The answer, as with most things database, is that it depends.


First, lets note that the results from the two query patterns are different in a significant way.

As an example, consider what happens when table_3 is empty (contains no rows). With the JOIN query pattern, we won't get anything back... the resultset will contain zero rows.

The other query, running separate queries of each table, will return rows from table_1 and table_2.

Also, with the JOIN pattern, we are going to be returning redundant copies of data from table_1, table_2...

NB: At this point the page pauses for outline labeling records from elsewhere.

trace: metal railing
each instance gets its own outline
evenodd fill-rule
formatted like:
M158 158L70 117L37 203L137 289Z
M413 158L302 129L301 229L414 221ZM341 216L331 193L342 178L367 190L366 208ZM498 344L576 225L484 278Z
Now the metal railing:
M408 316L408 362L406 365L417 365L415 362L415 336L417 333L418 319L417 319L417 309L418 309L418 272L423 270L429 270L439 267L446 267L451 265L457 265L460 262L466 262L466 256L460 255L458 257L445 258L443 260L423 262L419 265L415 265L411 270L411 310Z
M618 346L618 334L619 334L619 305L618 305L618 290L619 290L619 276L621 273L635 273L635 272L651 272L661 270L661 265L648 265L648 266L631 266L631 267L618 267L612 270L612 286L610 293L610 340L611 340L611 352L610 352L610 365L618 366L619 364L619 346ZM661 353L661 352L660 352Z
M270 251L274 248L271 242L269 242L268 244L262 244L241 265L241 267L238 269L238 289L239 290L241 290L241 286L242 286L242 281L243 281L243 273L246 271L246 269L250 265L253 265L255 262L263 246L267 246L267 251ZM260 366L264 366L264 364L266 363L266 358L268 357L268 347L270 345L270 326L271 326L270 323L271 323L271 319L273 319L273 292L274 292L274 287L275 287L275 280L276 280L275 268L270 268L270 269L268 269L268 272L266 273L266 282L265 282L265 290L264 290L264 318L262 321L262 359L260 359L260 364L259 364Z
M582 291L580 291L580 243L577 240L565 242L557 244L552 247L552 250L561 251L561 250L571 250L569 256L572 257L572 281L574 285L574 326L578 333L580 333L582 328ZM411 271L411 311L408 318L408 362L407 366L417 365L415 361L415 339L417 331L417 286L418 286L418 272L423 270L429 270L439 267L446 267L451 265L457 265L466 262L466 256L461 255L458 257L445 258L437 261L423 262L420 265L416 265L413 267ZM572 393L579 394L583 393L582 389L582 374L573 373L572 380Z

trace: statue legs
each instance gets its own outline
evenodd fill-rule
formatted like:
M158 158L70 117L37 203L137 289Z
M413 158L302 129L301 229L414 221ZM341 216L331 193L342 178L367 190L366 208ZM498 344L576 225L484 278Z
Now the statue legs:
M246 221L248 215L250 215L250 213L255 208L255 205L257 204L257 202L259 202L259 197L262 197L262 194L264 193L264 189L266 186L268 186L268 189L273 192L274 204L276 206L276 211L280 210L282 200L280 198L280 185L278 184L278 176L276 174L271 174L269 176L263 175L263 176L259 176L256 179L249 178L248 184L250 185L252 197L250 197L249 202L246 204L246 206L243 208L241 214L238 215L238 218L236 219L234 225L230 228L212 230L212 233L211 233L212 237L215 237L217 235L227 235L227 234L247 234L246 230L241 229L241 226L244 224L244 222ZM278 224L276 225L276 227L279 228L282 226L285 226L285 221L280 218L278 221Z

But in terms of "faster", typically the JOIN pattern will be faster, because it eliminates a LOT of the roundtrips to the database. Sending the SQL, parsing the tokens, semantics check, developing an execution plan, executing the plan, preparing a resultset, returning the resultset to the client, waiting for the client to do a fetch, and then cleaning up (closing the statement handle and discarding the resultset.)

When the number of database round trips increase dramatically, that small overhead of each statement execution starts to accumulate in signifigance.

The upside is that with a simple query, there tends to be a lower number of execution paths to consider, and we typically get a reasonably efficient plan with each query (assuming suitable indexes are available.


The risk with the JOIN pattern is that we can generate a very large set, that includes a lot of redundant data on each row.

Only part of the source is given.